Preferences

There's also the argument that at a certain scale the time of a developer is simply more expensive than time on a server.

If I write something in C++ that does a task in 1 second and it takes me 2 days to write, and I write the same thing in Python that takes 2 seconds but I can write it in 1 day, the 1 day of extra dev time might just pay for throwing a more high performance server against it and calling it a day. And then I don't even take the fact that a lot of applications are mostly waiting for database queries into consideration, nor maintainability of the code and the fact that high performance servers get cheaper over time.

If you work at some big corp where this would mean thousands of high performance servers that's simply not worth it, but in small/medium sized companies it usually is.


Realistically something that takes 1 second in C++ will take 10 seconds (if you write efficient python and lean heavily on fast libraries) to 10 minutes in python. But the rest of your point stands
I spend most of my time waiting on IO, something like C++ isn't going to improve my performance much. If C++ takes 1ms to transform data and my Python code takes 10ms, it's not much of a win for me when I'm waiting 100ms for IO.
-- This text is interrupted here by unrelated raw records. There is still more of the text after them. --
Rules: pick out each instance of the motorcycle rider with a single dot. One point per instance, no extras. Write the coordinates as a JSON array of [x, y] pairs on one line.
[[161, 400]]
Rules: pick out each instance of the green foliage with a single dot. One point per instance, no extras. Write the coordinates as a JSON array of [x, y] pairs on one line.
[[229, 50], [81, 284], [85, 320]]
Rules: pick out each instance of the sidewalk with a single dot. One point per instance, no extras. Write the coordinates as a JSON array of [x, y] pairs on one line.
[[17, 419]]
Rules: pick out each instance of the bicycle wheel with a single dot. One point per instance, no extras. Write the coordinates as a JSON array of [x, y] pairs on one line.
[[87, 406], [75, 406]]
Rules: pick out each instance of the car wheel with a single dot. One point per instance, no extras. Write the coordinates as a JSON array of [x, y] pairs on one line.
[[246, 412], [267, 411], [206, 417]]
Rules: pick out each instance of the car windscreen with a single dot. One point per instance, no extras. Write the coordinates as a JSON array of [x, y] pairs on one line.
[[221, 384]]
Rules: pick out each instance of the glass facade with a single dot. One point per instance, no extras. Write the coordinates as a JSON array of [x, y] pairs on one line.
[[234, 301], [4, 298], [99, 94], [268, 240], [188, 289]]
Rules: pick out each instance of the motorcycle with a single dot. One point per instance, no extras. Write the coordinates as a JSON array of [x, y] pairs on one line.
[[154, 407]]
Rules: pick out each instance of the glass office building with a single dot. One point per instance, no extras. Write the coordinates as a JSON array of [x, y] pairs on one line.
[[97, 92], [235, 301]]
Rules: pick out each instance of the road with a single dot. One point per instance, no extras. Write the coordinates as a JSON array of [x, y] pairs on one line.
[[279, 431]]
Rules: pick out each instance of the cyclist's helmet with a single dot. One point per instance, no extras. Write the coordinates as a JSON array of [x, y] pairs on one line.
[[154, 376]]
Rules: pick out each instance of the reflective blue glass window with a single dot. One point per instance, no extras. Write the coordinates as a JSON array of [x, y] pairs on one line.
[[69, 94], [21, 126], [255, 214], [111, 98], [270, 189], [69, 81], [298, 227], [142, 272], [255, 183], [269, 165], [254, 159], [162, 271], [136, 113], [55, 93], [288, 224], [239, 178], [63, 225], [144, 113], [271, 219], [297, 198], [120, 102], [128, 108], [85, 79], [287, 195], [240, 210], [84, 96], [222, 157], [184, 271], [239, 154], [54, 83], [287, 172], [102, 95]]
With Python I can write and test on a Mac or Windows and easily deploy on Linux. I can iterate quickly and if I really need "performance" I can throw bigger or more VPSes at the problem with little extra cognitive load.

I do not have anywhere near the same flexibility and low cognitive load with C++. The better performance is nice but for almost everything I do day to day completely unnecessary and not worth the effort. My case isn't all cases, C++ (or whatever compiled language you pick) will be a win for some people but not for me.

And how much code is generally written that actually is compute heavy? All the code I've ever written in my job is putting and retrieving data in databases and doing some basic calculations or decisions based on it.
Rule of thumb:

Code is "compute heavy" (could equally be memory heavy or IOPs heavy) if it's deployed into many servers or "the cloud" and many instances of it are running serving a lot of requests to a lot of users.

Then the finance people start to notice how much you are paying for those servers and suddenly serving the same number of users with less hardware becomes very significant for the company's bottom line.

The other big one is reducing notable latency for users of your software.

That is absolutely true.

But sometimes, you do end up writing that compute heavy piece of code. At that stage, you have to learn how to write your own native library :)

Speaking of which, I've written some Python modules in Rust using PyO3, its' a very agreeable experience.

Damn! Is the rule of thumb really a 10x performance hit between Python/C++? I don’t doubt you’re correct, I’m just thinking of all the unnecessary cycles I put my poor CPU through.
Outside cases where Python is used as a thin wrapper around some C library (simple networking code, numpy, etc) 10x is frankly quite conservative. Depending on the problem space and how aggressively you optimize, it's easily multiple orders of magnitude.
Those cases are about 95% of scientific programming.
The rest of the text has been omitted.